Pay 100 people $200 vs $200,000, you will most definitely get more people bribed & having biased opinions on $200,000.
IMHO, and I do think there are people who in good faith would disagree with me, there are actually some merits to attending a pharm lecture with a dinner or lunch. I'm a busy man, and having a $10 lunch provided to me while listening to a lecture that may actually contain clinically useful data that's not usually presented in a journal (e.g. Risperdal Consta now being available in a deltoid injection) can have positive benefits for patients. Like I said-show me where that was printed in the green journal. In fact, show me where several of the advances of several of the meds are printed because reading only journals is not going to keep you up to date on medications. Journals, while being a great source of information is not an end all be all source. They are more often a random hodge podge of some recent studies, several of which have no clinical relevance, and not an up to date bulletin on the order of Internal Medicine's Up to Date program (which I think is great program and wish Psychiatry had a similar program. I saw one program advertised as being the psychiatric equivalent to Up To Date--and found it nowhere near as good). Textbooks are a great source of data, but are updated only once every several years. Conventions--good source of data--some docs never go to them. Docs that do can only do so once every several months. Seroquel XR came out--was that announced in every journal? No. Several made no announcement on it, while mentioning a clinical case where an antibiotic caused psychosis--which was on the order of a freak occurrence that most clinicians would never face. Does an XR Seroquel make a difference? Yes. It can add convenience to medication regimens, especially for people who are noncompliant and are viewed daily by an ACT team. Now that ACT Team person only has to visit the person once a day instead of 2 or 3 times a day. I wouldn't have known this otherwise in such as quick manner. I would've eventually found out through the non-pharm sources in perhaps 6-12 months. It also saves me time because I can do 2 things at once.
I'm also working about 42-45 hrs a week, but only getting paid for 40. Why? Because the way the state system is run, I feel I cannot provide the quality of care to my patients that I feel needs to be given in 40 hrs. I end up working a few extra hours a week out of my own pocket. Having a pharm lunch could've shaved off about 45 minutes-which could've lead to me giving that time to patient care.

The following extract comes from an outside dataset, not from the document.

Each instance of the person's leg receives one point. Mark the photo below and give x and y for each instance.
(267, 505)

As I mentioned in an above post, I am choosing to see pharm reps on an occassional basis and getting no free gifts (nothing--no pens, no notepads, no books, no free food--nothing) from them because they sometimes do offer data that is clinically relevant and not typically in journals. If I could've gotten a $10 lunch out of it, I could've shaved off lunch time and devoted that time to patients which actually is cost effective to the healthcare system given that my pay is much more than $10/hr.
Of course I'd really rather have an up to date bulletin just give me the new advancements on meds instead of me having to listen to a biased rep, but I don't know of any source that does so without me having to read through pretty much every journal and package insert which is exhaustive & not time effective. One could find out what's on TV by flipping through every channel & spending about 3 minutes a channel, or you can read TV Guide for about 30 seconds. No one has yet devised a TV Guide like medication data update system for psychiatrists.

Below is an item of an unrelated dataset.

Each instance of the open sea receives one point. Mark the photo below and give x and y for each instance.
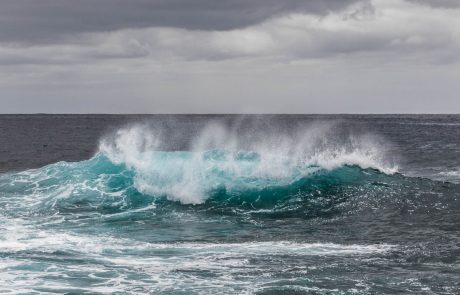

$10-15 (and let's be fair--x12--if its done once a month) cannot compare to being given $45K a year in gifts. The pens, notepads etc..those I don't care if they are banned or not. I do though think that if pharm reps can give new data or bring in good lecturers (which they do from time to time) and do it during a lunch--it greatly saves time for clinicians. Want to ban that? Fine with me-if you create an alternate source that would report this in a quick & timely manner.

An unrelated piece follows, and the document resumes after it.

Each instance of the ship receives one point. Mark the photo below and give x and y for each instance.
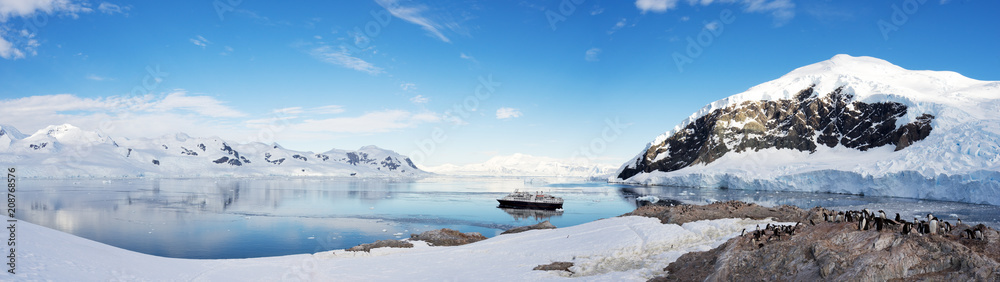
(530, 201)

IMHO given the benefit/cost ratio--some limited gifts still create benefit without a risk of a doctor whoring themselves. I'm not going to do so, nor can I think of almost any doctor that'd ***** him/herself for $10/month. I can think of plenty that'd do it for 45K/year.
Why pick on me and my free lunch when you've got guys taking graft from drug dealers?
The argument I'm presenting is going for the big problem first, then see if the problem improves. If there were still widespread problems after the guys getting 50K+ were dealt with, then start going for the smaller offenders.
Its common sense and it does follow a medical model, among several law enforcement models. You treat the most serious problems first. You don't worry about a guy's metabolic status who's 5 lbs overweight if the guy can't breathe. You attack the breathing problem first.